Met and Unmet Client Expectations
Over at Tempe Criminal Defense, Matt Brown has been talking about expectations – client expectations and his own. “The angry client rant is tough,” Brown says. And the problem, he says, starts with expectations. Clients expect the system to treat them fairly. They blame their lawyers when it doesn’t:
I would like to think that my threshold for having people pissed off at me is high, but I’m still human. It sucks being attacked by the people I’m trying to help. It sucks being reminded about the stakes over and over when I’m already doing my best.
Brown does not blame clients for directing their frustration at him. After all, “I am the face of the system for many of them.” Nor can he can expect the “wrongfully accused” to sing his praises for getting them probation instead of prison: “I’ll quit before I start expecting drug possession clients to laud the system that sends them away for six years instead of ten.”
Brown’s clients vent to him. Brown vents on his blog. I vent on this blog.
Clients do expect the system to treat them as individuals. Chances are good if they are charged with a felony that this expectation will be satisfied. They will get plenty of attention from within the prosecutor’s office: The government will try extra hard to put them behind bars.
Where such expectations will be disappointed is when clients are charged with a minor misdemeanor. In this case, there are far too many cases working their way through the system for the prosecutor to focus on the individual. Clients imagine the prosecutor sitting at his desk weeks out from trial, mulling the case over in his mind. Well, the prosecutor says to himself. The defendant was mistreated by the police who never read him his rights or allowed him to make a phone call. And coming to court three times since he was arrested has been a tremendous inconvenience. I think I will cut this guy a break.
Doesn’t happen.
How clients deal with this cookie-cutter, assembly line aspect of our criminal justice system depends on the individual. I learned as a waiter during graduate school that there was rarely a correlation between the quality of service I provided and the amount of the tip I received in return. I could run around trying to satisfy the demands of one table while completely ignoring another, and at the end of the night, the table I ignored would give me a generous tip while the people I had worked so hard to satisfy would wait until I was back in the kitchen before leaving the restaurant. Some people are going to tip you. Other people will be dissatisfied.

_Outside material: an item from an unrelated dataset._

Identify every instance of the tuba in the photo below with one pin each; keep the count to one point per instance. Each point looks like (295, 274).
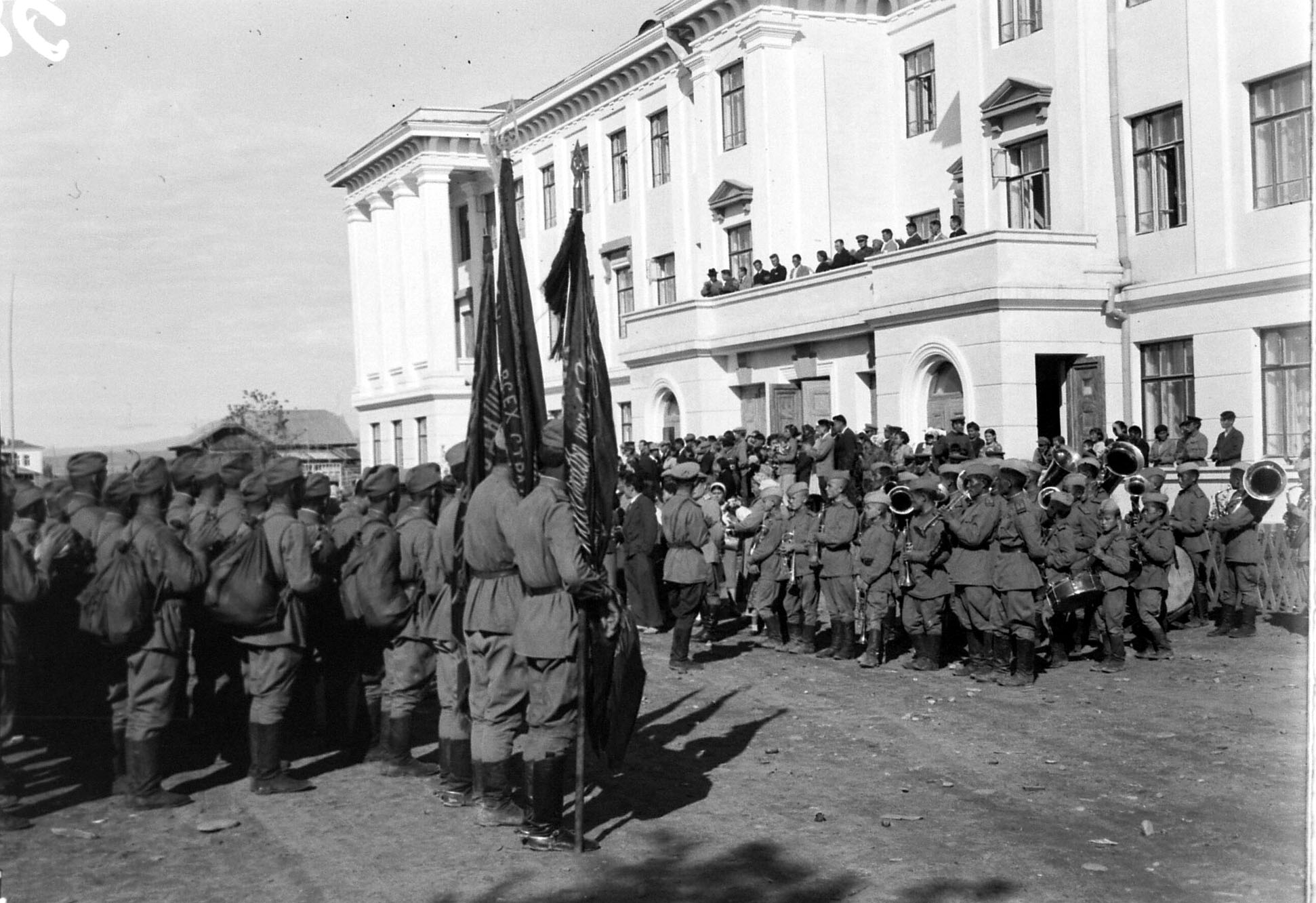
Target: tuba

How you deal with this dissatisfaction is up to you. Says Brown:
I could explain to them that the system is unfair and that it gets it wrong more often than they’d think. I could tell them it could’ve been much worse and that I do it not because I get the perfect result every time but because I strive to get the best possible result given the circumstances. It’s rarely the time or place for me to play teacher. I usually just listen. Inside, I mostly agree.